Mr. Perry’s response has been to say that “the federal government shouldn’t be involved in that kind of investment, period,” but that it is “fine for states” to pick winners and losers in the economy. All of which sounds a bit like a certain governor attempting to explain away RomneyCare.
Speaking of Mr. Romney, he’s taken his own shots at Solyndra, and his 59-point economic plan warns that government “should not be in the business of steering investment toward particular politically favored approaches.” The former governor seems to be hoping that the press won’t notice a day in early 2003 when he used a solar company as the backdrop to announce that his state was shifting millions to a new Green Energy Fund (still in existence) that would provide venture capital and loans to renewable companies.
True, the Massachusetts fund wasn’t run out of the governor’s office, and the amounts were a smidgen of Mr. Obama’s green stimulus. Bets are Team Obama won’t make that distinction when highlighting Mr. Romney’s prior support for state-sponsored venture capital for solar.
Past mistakes aside, why aren’t candidates using this moment to disavow green slush?
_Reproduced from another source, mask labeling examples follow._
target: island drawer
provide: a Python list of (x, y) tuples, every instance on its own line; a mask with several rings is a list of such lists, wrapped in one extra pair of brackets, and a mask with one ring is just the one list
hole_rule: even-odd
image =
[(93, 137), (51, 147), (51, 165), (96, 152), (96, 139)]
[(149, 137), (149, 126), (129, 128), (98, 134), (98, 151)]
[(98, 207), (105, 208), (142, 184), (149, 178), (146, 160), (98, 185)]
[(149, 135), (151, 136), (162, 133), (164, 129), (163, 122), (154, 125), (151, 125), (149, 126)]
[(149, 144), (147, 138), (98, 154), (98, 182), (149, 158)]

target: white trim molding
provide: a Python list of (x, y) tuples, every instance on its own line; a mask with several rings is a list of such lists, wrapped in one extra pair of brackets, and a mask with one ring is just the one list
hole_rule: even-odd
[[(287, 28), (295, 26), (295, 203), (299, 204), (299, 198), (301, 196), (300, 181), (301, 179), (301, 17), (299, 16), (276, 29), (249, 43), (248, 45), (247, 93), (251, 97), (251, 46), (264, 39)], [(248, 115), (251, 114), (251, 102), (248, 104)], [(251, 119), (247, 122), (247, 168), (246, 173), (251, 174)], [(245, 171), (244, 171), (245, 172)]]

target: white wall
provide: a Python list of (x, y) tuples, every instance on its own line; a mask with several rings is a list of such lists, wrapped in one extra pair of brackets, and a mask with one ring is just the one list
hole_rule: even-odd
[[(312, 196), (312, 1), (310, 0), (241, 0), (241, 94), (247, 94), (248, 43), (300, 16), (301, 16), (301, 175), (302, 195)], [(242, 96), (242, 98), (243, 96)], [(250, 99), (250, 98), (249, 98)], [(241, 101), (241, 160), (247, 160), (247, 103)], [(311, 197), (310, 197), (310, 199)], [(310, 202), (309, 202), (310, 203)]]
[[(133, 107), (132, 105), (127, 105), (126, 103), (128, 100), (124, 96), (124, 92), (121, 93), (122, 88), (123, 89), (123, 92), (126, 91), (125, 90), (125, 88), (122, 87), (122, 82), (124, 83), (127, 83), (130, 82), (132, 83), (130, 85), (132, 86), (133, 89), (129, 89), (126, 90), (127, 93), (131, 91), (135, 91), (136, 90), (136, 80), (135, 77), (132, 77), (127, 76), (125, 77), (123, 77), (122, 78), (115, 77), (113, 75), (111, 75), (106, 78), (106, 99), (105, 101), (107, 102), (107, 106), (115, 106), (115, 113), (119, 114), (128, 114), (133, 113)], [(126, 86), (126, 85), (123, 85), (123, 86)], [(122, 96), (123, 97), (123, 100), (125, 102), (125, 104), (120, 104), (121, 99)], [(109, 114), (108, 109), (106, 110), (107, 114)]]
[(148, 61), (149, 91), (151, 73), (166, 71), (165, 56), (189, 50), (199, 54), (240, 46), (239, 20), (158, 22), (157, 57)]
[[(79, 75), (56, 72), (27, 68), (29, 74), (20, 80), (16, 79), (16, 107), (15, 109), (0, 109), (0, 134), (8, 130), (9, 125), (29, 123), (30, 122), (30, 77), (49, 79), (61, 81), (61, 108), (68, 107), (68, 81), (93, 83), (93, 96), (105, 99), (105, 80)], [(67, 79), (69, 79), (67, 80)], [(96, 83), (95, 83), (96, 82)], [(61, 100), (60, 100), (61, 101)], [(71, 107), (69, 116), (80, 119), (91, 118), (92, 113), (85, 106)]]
Congressional Republicans—the tea party at their backs, Solyndra in their sights—are themselves beginning to envision the upside of abandoning green pork.
Yet Mr. Perry sticks to his flawed federalism argument. And the Romney jobs plan insists “government has a role to play in innovation in the energy industry,” although Romney spokesman Ryan Williams tells me his candidate is focused on “basic research through programs that ensure long-term, apolitical funding for a wide variety of early stage technologies,” and that he “opposes President Obama’s efforts to play venture capitalist.”
The problem is that there are no apolitical subsidies. The economics of political venture capital are bad, but the politics are worse. For Republicans in particular, the green subsidy road leads only to scandals, job-number embarrassments, poor excuses, and a missed opportunity to draw distinctions with big-government liberals.
At Tuesday night’s debate, Mr. Romney told Herman Cain that “simple answers are . . . often inadequate.” But when it comes to green subsidies, Mr. Cain’s simplicity is to die for. Government simply “should not be in the business of picking winners and losers, because most of the time they pick the losers,” said Mr. Cain. Now there’s a presidential energy philosophy for the ages.